Foster Swift Business & Corporate Law Report
January 21, 2014
Many corporate clients ask why they should spend the time and money to maintain a corporate minute book.
Keeping a corporate record book is required by Michigan law.
Section 485 of the Michigan Business Corporation Act states that "a corporation shall keep books and records of accounts and minutes of proceedings of its shareholders, board, and executive committee, if any."
Here are some reasons why all corporations, big and small, solely-owned, family-owned or otherwise, should maintain a corporate minute book and update it annually:
- To Protect Shareholders From Personal Liability. By maintaining the corporate minute book and complying with all corporate formalities, the shareholders can take advantage of the limited liability protection a corporation provides, which is usually the main reason why a business is incorporated in the first place. But if the shareholders and directors fail to maintain a corporate record book, a court could hold shareholders personally liable for the obligations of the corporation.
- Take Required Action. Under the Michigan Business Corporation Act, certain actions cannot be taken without shareholder approval. These actions include the election of directors and amendments to a corporation's articles of incorporation. In addition, certain actions, such as the appointment of officers, cannot take place without director approval. Further, the corporation's bylaws typically require director approval for certain matters such as calling special shareholder meetings, filling vacancies on the board of directors and amending the corporation's bylaws.

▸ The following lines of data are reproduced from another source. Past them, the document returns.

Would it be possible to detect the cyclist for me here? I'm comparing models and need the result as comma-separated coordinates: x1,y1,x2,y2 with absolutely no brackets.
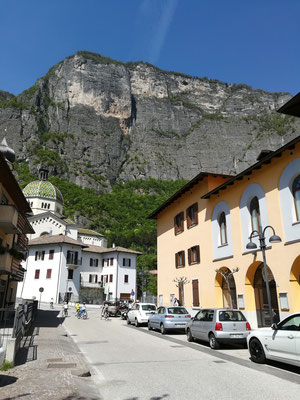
63,301,68,317
80,302,86,318
76,301,80,317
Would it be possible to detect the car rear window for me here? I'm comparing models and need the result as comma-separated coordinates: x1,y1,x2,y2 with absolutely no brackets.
168,307,188,314
219,310,246,322
142,304,156,311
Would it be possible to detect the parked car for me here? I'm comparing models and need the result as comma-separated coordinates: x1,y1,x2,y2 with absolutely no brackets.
127,303,156,327
247,313,300,367
148,306,191,334
104,301,124,317
185,308,251,350
0,334,5,368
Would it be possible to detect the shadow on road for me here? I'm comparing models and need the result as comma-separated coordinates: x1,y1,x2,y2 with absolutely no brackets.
15,310,64,366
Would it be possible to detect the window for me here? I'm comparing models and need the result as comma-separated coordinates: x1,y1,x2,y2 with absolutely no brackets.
250,197,261,232
292,175,300,221
186,203,198,229
90,258,99,267
35,251,45,261
67,250,78,265
123,258,131,267
218,211,227,246
1,193,8,205
68,269,74,279
174,212,184,235
175,250,185,268
188,246,200,265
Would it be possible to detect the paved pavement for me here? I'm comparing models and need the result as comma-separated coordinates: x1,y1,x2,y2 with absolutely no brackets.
0,309,300,400
0,309,101,400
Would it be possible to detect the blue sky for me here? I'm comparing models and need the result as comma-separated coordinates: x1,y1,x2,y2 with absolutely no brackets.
0,0,300,94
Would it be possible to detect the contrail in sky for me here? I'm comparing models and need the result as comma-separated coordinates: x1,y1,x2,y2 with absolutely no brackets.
139,0,178,64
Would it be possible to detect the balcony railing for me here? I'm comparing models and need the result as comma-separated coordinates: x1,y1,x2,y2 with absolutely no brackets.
0,204,21,234
80,281,103,289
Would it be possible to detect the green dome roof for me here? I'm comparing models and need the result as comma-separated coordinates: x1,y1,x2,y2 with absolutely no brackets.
23,181,64,204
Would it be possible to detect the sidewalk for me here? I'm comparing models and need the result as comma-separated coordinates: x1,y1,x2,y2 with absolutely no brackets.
0,309,101,400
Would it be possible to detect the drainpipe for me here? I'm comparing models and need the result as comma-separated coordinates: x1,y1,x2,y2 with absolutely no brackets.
55,243,62,304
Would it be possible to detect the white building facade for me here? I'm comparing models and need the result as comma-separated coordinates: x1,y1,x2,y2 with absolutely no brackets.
17,170,141,303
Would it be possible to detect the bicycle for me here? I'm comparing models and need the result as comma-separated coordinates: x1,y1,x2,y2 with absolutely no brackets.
77,310,87,319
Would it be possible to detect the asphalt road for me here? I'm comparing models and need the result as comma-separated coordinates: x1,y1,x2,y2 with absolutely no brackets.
63,310,300,400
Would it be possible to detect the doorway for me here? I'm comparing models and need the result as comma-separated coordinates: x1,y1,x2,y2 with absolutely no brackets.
254,264,279,328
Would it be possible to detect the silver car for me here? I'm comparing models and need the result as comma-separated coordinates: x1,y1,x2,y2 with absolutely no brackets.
148,306,191,334
247,313,300,367
185,308,251,350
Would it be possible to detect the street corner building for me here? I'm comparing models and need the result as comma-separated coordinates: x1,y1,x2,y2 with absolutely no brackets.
17,168,141,304
149,94,300,327
0,137,34,310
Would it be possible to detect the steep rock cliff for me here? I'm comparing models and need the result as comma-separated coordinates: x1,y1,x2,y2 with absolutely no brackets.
0,52,299,190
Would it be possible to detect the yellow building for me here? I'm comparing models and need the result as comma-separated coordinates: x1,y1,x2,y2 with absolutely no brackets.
149,136,300,327
0,139,34,310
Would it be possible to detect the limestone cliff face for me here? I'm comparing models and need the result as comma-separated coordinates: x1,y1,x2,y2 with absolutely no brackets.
0,52,299,189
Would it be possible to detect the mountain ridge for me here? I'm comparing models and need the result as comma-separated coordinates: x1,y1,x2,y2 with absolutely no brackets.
0,51,299,191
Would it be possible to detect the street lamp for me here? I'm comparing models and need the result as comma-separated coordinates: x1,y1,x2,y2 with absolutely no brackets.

- Historical Record. Minutes serve to provide a historical record of the important transactions which have taken place during the life of a corporation, including major purchases, sales, loans, and leases to name a few. Further, matters such as salaries and bonuses for shareholder employees, contributions to company retirement plans, as well as corporate dealings with its own shareholders and directors (including loans to or from shareholders and directors) should be documented and approved as part of the corporate record. Doing so is not simply a matter of good practice, it can also serve to head off challenges brought by minority shareholders and provide support, in the event of an IRS audit, for those actions that were taken.
- IRS Audit. In the event of an IRS audit of a corporation, one of the first things an IRS agent will ask to review is the corporate minute book. If the minute book is not updated or hasn't been maintained at all, this puts the corporation (and its attorney) in the difficult position of having to bring the corporate minute book up to date prior to the audit. Depending upon how far out of date the minute book is, getting the book updated in time for the audit can be a costly and challenging endeavor.

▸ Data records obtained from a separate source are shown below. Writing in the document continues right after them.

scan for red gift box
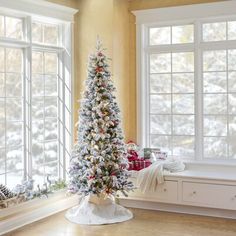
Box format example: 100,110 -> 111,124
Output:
128,158 -> 152,171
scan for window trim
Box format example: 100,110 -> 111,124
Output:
132,1 -> 236,165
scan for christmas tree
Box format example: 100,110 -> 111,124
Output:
69,40 -> 133,196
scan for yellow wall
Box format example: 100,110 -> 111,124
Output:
47,0 -> 225,144
130,0 -> 224,11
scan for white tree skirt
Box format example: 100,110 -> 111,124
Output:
65,196 -> 133,225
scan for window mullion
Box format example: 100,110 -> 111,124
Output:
25,17 -> 32,179
194,21 -> 203,160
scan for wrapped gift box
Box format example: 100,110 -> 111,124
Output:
128,158 -> 152,171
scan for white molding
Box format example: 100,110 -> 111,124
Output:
119,199 -> 236,219
0,0 -> 78,22
132,1 -> 236,24
0,195 -> 79,235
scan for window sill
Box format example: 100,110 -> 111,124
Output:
131,161 -> 236,182
0,190 -> 79,235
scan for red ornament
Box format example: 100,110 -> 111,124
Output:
96,67 -> 103,73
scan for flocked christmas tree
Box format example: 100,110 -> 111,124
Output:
69,41 -> 133,199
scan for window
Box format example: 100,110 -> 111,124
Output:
137,0 -> 236,161
0,15 -> 72,187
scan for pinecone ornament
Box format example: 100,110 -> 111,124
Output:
0,184 -> 14,200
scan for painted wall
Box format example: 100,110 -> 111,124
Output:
47,0 -> 225,144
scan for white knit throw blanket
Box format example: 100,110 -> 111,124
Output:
136,160 -> 185,193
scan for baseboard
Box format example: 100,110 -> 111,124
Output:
119,198 -> 236,219
0,195 -> 79,235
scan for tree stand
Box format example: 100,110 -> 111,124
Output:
65,195 -> 133,225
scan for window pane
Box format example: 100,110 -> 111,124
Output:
172,25 -> 193,43
0,73 -> 5,97
6,48 -> 22,72
0,48 -> 5,72
204,137 -> 227,159
150,95 -> 171,114
45,75 -> 57,96
228,50 -> 236,70
44,25 -> 58,45
32,139 -> 44,167
0,98 -> 5,122
204,94 -> 227,115
32,74 -> 44,96
5,17 -> 23,39
45,162 -> 58,178
173,115 -> 194,135
6,73 -> 22,97
150,53 -> 171,73
172,52 -> 194,72
45,118 -> 57,140
44,53 -> 57,74
203,72 -> 227,93
32,168 -> 45,186
149,27 -> 170,45
172,73 -> 194,93
7,146 -> 23,172
173,94 -> 194,114
0,123 -> 6,148
45,142 -> 58,163
203,50 -> 226,71
6,98 -> 22,121
228,21 -> 236,40
32,119 -> 44,141
228,72 -> 236,92
228,116 -> 236,159
228,93 -> 236,115
229,116 -> 236,136
204,116 -> 227,136
202,22 -> 226,41
173,136 -> 194,157
0,16 -> 4,37
31,97 -> 44,120
150,115 -> 171,134
150,74 -> 171,93
6,122 -> 22,146
44,97 -> 57,117
150,135 -> 171,154
32,22 -> 43,43
32,52 -> 43,73
0,148 -> 6,174
7,171 -> 23,189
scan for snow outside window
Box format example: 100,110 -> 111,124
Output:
0,15 -> 72,187
141,18 -> 236,160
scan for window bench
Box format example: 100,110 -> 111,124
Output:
120,163 -> 236,219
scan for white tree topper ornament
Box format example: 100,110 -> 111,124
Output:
66,40 -> 133,225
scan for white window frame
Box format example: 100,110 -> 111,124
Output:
0,0 -> 77,187
132,1 -> 236,164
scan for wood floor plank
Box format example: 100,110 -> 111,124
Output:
6,209 -> 236,236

- Officer and Director Liability. Maintaining an updated corporate minute book can help an officer or director support the fact that they have conducted themselves properly and carried out their duties and responsibilities to the corporation.

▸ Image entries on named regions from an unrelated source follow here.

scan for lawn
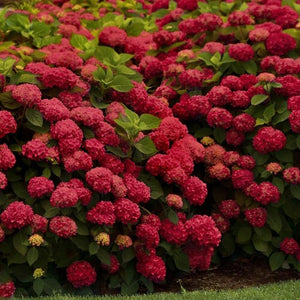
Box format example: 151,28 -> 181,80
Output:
13,280 -> 300,300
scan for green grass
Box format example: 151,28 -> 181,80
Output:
14,280 -> 300,300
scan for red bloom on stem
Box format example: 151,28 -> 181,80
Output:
66,261 -> 97,288
0,201 -> 34,229
49,216 -> 77,238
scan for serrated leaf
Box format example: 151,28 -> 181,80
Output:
25,108 -> 43,127
251,94 -> 269,106
109,75 -> 133,92
26,247 -> 39,266
134,136 -> 157,155
139,114 -> 161,131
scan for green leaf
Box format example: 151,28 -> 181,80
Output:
242,60 -> 258,75
89,242 -> 100,255
173,249 -> 190,272
267,206 -> 282,233
139,114 -> 161,131
254,226 -> 272,242
32,278 -> 44,296
97,248 -> 111,266
70,33 -> 89,51
168,209 -> 179,225
251,94 -> 269,106
13,231 -> 28,256
26,247 -> 39,266
25,108 -> 43,127
138,172 -> 164,199
122,247 -> 135,264
236,226 -> 252,244
290,184 -> 300,200
109,75 -> 133,92
269,251 -> 285,271
93,67 -> 105,81
0,92 -> 22,110
134,136 -> 157,155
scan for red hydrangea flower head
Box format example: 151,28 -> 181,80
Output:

- Third Party Review. Banks and lenders frequently ask to review a corporation's minute book or at least the articles of incorporation, bylaws and the most recent meeting minutes or consent resolutions of the corporation.
- Hard to Reconstruct. The failure to keep an updated minute book can be problematic when attempting to reconstruct at a later date what actually happened in any given year. Annually updating the minute book serves to avoid disputes among shareholders, directors and officers as to what happened, when it happened and why it happened, which is often the case when trying to document something that took place several years ago.